The governor expressed impatience with those pushing for a faster lifting of regulations put in place to slow the spread of the virus, including protestors who were demonstrating outside the statehouse.

“We can’t make a bad decision and we can’t be stupid about it,” Cuomo said. “This is not going to be over any time soon. I know people want out, I get it. I know people want to get back to work. I know people need a paycheck. I know this is unsustainable.”

“I also know that more people will die if we are not smart, I know that,” he said. “We’re not going to have people lose their life because we acted imprudently. I’m not going to do that. I’m not going to do that and I’m not going to allow the state to do it.”

“I’m not going to have the obituary of this period be, well they felt political pressure, so they got nervous and they acted imprudently,” he said. “That’s not who we are.”

Funds for state governments

The governor said a meeting Tuesday with President Donald J. Trump at the White House focused not just on testing but also on federal funding needed by state governments to maintain operations.

Despite their political differences, Cuomo characterized the meeting as “very good.”

“We both have a job, let’s do the job,” he said. “That was the spirit of the meeting yesterday. And it was very productive on what were very contentious, unclear issues.”

He thanked the president for waiving the expectation that the state provide a 25 percent match of funds from Federal Emergency Management Agency. And, he praised federal administrators and elected officials for working to provide funds to Americans through various programs.

“They’ve passed bills that help a lot of Americans, that’s great,” he said. “But you have to help state governments because state governments fund the people that the federal government can’t fund.”

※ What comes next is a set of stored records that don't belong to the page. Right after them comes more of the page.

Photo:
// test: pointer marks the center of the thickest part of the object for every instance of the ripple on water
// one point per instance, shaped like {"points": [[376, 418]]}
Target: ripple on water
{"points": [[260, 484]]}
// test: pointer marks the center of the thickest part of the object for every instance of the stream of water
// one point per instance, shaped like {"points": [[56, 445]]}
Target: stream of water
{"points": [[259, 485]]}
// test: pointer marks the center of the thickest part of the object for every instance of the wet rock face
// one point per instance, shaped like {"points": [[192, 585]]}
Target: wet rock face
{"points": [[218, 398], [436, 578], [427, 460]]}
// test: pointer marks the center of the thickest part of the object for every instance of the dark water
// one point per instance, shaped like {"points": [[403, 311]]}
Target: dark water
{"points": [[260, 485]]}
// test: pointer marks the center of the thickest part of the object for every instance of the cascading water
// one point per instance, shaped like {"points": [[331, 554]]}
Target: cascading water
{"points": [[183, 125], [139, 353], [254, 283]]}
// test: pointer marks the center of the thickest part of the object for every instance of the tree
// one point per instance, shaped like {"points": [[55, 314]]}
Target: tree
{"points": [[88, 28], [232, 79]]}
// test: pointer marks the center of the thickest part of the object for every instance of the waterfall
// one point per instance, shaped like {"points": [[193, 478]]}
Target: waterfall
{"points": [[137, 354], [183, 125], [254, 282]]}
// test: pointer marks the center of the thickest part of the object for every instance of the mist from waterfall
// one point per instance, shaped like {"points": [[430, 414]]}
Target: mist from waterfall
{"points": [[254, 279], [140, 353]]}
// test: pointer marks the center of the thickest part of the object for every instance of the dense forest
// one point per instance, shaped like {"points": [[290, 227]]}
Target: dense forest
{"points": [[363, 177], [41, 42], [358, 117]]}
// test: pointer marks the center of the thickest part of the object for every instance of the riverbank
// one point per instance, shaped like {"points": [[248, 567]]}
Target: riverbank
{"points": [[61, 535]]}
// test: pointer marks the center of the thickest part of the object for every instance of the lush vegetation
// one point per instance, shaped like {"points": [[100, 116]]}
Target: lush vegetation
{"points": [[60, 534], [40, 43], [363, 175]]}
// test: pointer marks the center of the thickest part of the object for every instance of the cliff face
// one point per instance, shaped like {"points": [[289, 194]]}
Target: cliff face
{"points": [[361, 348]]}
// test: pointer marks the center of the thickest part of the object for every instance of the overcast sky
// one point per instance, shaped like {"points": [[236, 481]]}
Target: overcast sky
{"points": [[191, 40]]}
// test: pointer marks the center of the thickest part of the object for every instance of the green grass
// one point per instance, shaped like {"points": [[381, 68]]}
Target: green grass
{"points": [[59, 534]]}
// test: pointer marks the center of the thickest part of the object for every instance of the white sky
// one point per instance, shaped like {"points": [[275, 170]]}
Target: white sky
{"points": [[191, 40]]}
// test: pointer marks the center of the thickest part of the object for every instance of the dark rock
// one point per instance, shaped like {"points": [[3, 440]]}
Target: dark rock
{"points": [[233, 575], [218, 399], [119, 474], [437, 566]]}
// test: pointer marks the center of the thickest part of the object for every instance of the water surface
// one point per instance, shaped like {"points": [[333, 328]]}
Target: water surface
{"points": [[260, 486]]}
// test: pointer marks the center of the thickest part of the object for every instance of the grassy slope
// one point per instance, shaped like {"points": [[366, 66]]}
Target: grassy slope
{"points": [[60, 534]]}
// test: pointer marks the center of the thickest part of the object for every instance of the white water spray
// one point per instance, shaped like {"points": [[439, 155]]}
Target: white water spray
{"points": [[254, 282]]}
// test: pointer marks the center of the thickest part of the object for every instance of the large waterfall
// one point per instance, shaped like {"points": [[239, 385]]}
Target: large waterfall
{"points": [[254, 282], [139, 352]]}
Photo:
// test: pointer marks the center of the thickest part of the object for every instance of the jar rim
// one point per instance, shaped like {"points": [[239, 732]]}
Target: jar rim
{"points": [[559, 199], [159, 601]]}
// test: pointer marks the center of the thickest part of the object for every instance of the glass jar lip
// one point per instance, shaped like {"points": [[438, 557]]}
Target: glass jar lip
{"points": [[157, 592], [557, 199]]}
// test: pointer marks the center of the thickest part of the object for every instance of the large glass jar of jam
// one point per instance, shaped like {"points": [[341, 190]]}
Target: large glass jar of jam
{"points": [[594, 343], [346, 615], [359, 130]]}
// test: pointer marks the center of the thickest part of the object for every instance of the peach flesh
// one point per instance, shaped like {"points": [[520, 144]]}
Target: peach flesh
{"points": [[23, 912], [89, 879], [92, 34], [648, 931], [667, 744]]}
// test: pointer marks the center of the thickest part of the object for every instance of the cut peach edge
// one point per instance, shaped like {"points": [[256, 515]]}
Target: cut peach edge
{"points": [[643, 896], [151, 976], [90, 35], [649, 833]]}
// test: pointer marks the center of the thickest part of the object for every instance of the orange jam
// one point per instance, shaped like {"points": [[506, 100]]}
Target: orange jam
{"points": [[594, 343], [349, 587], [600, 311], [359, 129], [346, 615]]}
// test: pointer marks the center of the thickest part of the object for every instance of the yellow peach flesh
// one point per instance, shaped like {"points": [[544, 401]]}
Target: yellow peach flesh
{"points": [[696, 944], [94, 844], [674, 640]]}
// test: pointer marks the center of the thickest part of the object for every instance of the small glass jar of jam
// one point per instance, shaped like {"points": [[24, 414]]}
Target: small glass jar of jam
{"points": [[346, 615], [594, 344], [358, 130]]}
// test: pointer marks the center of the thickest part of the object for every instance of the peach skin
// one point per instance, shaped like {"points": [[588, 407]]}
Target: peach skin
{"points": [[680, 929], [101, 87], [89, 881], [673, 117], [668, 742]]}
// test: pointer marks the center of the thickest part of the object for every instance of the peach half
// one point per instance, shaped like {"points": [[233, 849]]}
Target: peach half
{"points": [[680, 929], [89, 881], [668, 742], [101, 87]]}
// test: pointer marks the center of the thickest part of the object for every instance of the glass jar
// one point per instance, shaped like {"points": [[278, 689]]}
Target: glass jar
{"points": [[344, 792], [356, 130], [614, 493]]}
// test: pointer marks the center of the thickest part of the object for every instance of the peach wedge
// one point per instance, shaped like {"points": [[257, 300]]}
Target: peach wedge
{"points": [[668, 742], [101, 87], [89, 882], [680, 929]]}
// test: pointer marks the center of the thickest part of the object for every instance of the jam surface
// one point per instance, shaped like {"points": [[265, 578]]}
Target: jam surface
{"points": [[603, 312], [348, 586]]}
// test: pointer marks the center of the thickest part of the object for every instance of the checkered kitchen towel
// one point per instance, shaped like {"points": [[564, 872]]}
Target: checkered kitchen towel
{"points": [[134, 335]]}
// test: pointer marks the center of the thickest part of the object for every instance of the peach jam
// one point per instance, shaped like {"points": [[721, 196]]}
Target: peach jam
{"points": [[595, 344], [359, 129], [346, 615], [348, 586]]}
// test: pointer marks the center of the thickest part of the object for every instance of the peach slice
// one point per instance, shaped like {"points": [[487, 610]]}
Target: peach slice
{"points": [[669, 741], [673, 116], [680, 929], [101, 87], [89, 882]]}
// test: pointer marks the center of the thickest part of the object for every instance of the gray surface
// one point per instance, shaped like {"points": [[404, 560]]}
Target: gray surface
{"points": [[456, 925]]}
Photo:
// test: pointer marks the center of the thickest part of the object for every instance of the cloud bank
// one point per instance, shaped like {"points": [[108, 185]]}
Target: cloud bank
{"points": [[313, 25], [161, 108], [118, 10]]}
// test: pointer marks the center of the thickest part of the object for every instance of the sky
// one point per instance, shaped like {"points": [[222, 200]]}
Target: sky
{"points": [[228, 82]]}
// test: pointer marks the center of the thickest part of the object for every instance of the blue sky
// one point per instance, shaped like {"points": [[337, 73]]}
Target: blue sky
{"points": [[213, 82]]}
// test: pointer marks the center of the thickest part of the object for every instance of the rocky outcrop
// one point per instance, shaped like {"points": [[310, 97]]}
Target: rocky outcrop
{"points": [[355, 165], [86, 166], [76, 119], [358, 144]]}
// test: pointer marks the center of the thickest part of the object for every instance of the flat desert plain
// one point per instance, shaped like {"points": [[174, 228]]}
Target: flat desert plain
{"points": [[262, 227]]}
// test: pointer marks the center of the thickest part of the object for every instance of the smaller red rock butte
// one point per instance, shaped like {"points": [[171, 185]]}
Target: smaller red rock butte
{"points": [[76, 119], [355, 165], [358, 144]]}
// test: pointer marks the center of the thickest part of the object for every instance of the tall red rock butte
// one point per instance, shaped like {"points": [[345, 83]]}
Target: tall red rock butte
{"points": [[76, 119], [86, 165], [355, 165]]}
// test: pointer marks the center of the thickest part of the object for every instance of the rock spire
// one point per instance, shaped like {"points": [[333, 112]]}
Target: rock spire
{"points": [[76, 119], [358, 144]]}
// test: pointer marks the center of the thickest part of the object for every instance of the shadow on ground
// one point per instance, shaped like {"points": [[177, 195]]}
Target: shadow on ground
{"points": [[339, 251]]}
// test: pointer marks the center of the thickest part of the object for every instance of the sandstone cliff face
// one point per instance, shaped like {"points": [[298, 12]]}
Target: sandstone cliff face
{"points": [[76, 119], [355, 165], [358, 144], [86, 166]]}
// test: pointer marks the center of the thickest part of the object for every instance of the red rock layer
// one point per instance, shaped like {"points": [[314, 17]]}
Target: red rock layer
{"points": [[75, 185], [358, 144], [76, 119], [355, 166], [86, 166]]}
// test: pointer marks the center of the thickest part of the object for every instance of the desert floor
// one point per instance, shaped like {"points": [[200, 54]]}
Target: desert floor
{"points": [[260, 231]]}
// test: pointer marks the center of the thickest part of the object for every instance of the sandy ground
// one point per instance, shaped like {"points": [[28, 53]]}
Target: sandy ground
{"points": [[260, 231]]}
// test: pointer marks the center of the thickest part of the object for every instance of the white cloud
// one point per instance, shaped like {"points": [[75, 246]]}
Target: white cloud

Among those paid with state funds are police, firefighters, teachers and other school employees. “You can’t just ignore them,” the governor said. “And when you don’t fund the states, then you’re saying to the states well, you have to fund them, and the states have already said in one united choir, we can’t.”

“The president gets it,” he said. “The president says he’s going to work very hard in the next piece of legislation.”

However, the governor cautioned, “this was not a time for baby steps. This is when you should be taking bold action.”